I have been struggling over the past few days to feel inspired to write something on this blog. Saying anything about the current lockdown felt impossible, given the huge volume of material written by others covering every aspect, but also necessary. Reading this excellent blog post by Professor Hazel Hall has unstuck me.
In the spirit of counting my blessings, here are ways in which I am (very) lucky.
- Most of the people who are important to me are physically well.
- I have paid work that is interesting, and which I can do from home.
- I have a home in which to live and work, and even though a family emergency has taken me away from it, I am able to live and work safely elsewhere.
- I am naturally more of an introvert than an extrovert.
The point about introverts suffering less in this crisis has been covered extensively but let me say quickly that I am not a smug introvert. It took me a long time and a breakthrough moment discussing Myers Briggs results on a leadership development course many years ago to realise that I am on balance more of an introvert. It’s surprising that it took so long, really, but like a lot of introverts in leadership roles, I have had to adapt.
The introvert in the extrovert workplace
I long ago got over the worst of my fear of public speaking and have become much more comfortable working in teams. Extraversion is usually more valued in the workplace, so we adapt. If I had been a more extreme introvert, I would have no doubt chosen a different line of work. I’m not at all sorry about adapting as I have learnt so much and have been privileged to work in and lead some fantastic teams. Time spent with close friends one-to-one or in small groups remains a joy and I can even cope with occasional parties. Recognising that I need time on my own to ‘recharge’ has been really important, though, and in recent years I have felt more comfortable in prioritising time to read, do puzzles or exercise alone – basically, to retreat into my own head for a while.
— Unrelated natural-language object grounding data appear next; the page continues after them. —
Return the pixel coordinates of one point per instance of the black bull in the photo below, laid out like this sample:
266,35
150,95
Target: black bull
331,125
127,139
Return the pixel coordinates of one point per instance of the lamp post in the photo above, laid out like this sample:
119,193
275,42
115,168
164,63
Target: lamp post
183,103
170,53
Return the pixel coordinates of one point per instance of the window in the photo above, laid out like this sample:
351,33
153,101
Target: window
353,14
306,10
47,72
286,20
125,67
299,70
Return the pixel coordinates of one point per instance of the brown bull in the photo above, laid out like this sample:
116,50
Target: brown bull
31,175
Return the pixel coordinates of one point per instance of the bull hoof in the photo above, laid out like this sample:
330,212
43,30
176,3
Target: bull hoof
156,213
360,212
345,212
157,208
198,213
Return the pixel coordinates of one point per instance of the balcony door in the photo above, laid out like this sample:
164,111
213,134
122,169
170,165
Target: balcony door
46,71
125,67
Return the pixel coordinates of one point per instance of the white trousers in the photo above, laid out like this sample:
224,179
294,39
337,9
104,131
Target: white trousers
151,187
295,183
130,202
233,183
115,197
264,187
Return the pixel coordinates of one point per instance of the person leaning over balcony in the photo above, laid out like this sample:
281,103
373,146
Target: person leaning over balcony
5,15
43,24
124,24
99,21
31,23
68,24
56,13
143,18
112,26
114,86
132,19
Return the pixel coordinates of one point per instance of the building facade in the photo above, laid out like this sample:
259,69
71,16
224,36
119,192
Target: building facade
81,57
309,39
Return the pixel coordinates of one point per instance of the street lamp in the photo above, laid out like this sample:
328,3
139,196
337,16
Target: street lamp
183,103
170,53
The problem in lockdown for me is the lack of contrast. Either because I have adapted or because I was always a mild introvert, I have always enjoyed my alone time more as hours savoured in the middle of a busy and often sociable life. I value all the video Zooming, Facetiming, Teaming, Webexing and so on for both work and what passes for play these days, but of course it’s not the same as the full human experience of physical presence. I still value my time alone but my introvert batteries feel fully recharged and I am struggling to find a way to put that energy to good use. I can channel it into online work and domestic activity, but that doesn’t always feel like enough. I miss the challenge and the stimulation of being part of a larger group.
Hoping for the best of both worlds
The lockdown seems to have made many of us more aware of our extrovert or introvert tendencies. It has certainly made me realise that this is not straightforward for some of us, and that our preference may change from day to day or even hour to hour. I know I will always value my time alone, but I hope I will be more conscious of the pleasure I get from working with teams and socialising in groups in future. I have tried over the years to support colleagues in adapting the working environment to suit their preferences, particularly those who are more strongly introvert and who need a space to retreat from full-on, open-plan, noisy collaboration. I hope in future I will be more conscious of others in the middle ground who need the noise as well as the retreat.
Great article. The problem we face now is how to centre the swing. Until lockdown we swung towards office based activity. The day after it began we swung to 24/7 at home. In a finance driven context, companies will look for excuses to reduce office costs and the swing could remain 24/7 working from home. Post this crisis we need to adapt to a central but flexible approach to how and where we work – A style to suit both the introvert and extrovert. The centre should be focused on bring both groups together as they both need each other.
I wonder how much of the present success is down to relationships being made in an office before we were all scattered. It is much easier to sustain relationships online if they’ve been forged with longer contact, but much harder, I believe to form relationships online.
I would start from the same hypothesis, Fiona, but here we are engaged in a mass experiment to test it. I am now working on one project with some people whom I have never met face-to-face, and there is a good chance that we will complete at least the first phase with only online communication. Lots of other people must be in the same boat. It will be good to reflect on all of that experience.